Ingediend | 8 juli 2011 |
---|---|
Beantwoord | 1 september 2011 (na 55 dagen) |
Indiener | Jan van Bochove (SGP) |
Beantwoord door | Piet Hein Donner (minister binnenlandse zaken en koninkrijksrelaties) (CDA) |
Onderwerpen | huisvesting organisatie en beleid |
Bron vraag | https://zoek.officielebekendmakingen.nl/kv-tk-2011Z15300.html |
Bron antwoord | https://zoek.officielebekendmakingen.nl/ah-tk-20102011-3476.html |
Ja.
Ja. Het onderwerp ligplaatsen van woonboten is ook na die tijd diverse malen in uw Kamer aan de orde geweest. Zo is over dit onderwerp gesproken in het Algemeen Overleg van 23 september 2009 (Kamerstuk 32 123 XVIII, nr. 11) en in een daaruit voortvloeiende brief aan uw Kamer van 8 februari 2010 (Kamerstuk 32 123 XVIII, nr. 64). En recentelijk hebben enkele Kamerleden vragen gesteld over huurverhoging voor ligplaatsen voor woonboten, welke vragen zijn beantwoord in de brief van de minister van Financiën, mede namens de minister van Binnenlandse Zaken en Koninkrijksrelaties en de minister van Infrastructuur en Milieu, van 1 april 2011 (Kamerstuk 32 730, nr. 1).
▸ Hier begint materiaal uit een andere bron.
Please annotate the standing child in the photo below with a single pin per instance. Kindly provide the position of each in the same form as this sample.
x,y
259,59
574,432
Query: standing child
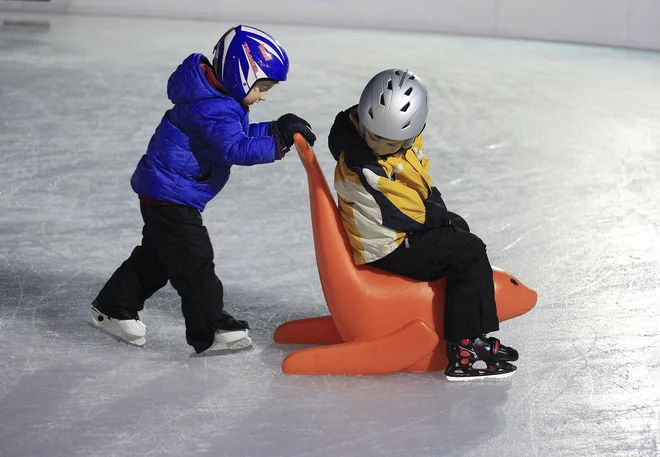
x,y
187,163
396,219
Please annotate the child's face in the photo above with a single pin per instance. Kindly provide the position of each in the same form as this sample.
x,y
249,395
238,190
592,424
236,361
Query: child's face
x,y
259,92
382,146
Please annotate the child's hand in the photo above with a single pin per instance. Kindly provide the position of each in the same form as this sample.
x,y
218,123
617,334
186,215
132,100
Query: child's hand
x,y
436,210
286,126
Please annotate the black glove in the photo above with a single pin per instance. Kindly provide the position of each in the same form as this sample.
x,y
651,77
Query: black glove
x,y
284,128
436,211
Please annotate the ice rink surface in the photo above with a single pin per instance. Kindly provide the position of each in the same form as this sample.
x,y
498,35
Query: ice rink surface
x,y
550,151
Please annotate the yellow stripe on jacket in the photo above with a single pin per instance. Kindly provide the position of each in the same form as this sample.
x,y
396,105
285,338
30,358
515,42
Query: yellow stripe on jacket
x,y
381,199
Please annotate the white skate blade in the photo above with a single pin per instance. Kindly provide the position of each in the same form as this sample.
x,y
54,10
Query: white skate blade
x,y
479,378
240,343
132,331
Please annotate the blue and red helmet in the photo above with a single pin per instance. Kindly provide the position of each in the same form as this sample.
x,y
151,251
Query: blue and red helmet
x,y
245,55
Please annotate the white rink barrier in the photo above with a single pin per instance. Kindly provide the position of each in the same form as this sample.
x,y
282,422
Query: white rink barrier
x,y
622,23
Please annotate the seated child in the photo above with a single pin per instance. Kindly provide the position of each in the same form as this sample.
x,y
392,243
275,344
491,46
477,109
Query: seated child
x,y
396,219
187,163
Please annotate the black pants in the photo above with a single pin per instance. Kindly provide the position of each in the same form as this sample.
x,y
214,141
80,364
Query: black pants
x,y
175,247
453,252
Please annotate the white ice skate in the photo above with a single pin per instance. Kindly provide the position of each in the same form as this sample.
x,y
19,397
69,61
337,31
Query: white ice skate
x,y
133,331
230,339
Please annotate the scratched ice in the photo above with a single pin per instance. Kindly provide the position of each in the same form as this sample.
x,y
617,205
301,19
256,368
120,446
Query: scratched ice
x,y
550,151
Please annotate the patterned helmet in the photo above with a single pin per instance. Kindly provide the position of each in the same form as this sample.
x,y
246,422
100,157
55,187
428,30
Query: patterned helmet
x,y
245,55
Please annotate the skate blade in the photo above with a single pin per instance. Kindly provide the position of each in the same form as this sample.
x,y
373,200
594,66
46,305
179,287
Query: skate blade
x,y
105,323
479,377
133,340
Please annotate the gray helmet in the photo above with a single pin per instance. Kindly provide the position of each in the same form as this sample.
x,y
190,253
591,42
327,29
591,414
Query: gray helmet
x,y
394,105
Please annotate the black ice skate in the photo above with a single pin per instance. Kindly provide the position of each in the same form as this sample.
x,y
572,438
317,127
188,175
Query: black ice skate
x,y
464,354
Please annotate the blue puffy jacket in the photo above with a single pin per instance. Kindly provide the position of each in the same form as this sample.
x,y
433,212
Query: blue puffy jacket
x,y
190,155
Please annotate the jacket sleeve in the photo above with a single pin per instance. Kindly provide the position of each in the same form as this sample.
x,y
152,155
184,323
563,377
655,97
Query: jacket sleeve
x,y
259,129
223,132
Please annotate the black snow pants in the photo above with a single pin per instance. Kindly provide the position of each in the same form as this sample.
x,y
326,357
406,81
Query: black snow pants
x,y
175,247
453,252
Nee, die opvatting deel ik niet. De in het radioprogramma van 22 juni 2011 besproken problematiek betreft de koop van ligplaatsen van woonboten. In de reportage ging het om enkele eigenaren van woonarken, die zich door hun buurman bekocht voelen. Deze buurman heeft de waterkavels van de zes ligplaatsen gekocht van de eigenaar van de omliggende grond voor in totaal € 3 000, waarna hij de waterkavels van de ligplaatsen van zijn buren aan hen te koop aanbiedt voor € 40 000 per ligplaats. Voor koop van waterkavels voor ligplaatsen geldt dezelfde regelgeving en bescherming als voor koop van onroerende zaken (Titel 1 van Boek 7 van het Burgerlijk Wetboek).
In het radioprogramma werd niet duidelijk of de nieuwe eigenaar van de waterkavels huur vraagt aan zijn buren die ervoor kiezen de waterkavel niet te kopen. Maar mocht dat het geval zijn, dan kan bescherming worden gevonden tegen onredelijke bedingen, onredelijke huurprijzen en onredelijke opzegging in een toetsing aan de hand van de redelijkheid en billijkheid (art. 6:248 BW) of een toetsing van onredelijk bezwarende bedingen in de algemene voorwaarden (art. 6:231 e.v. BW).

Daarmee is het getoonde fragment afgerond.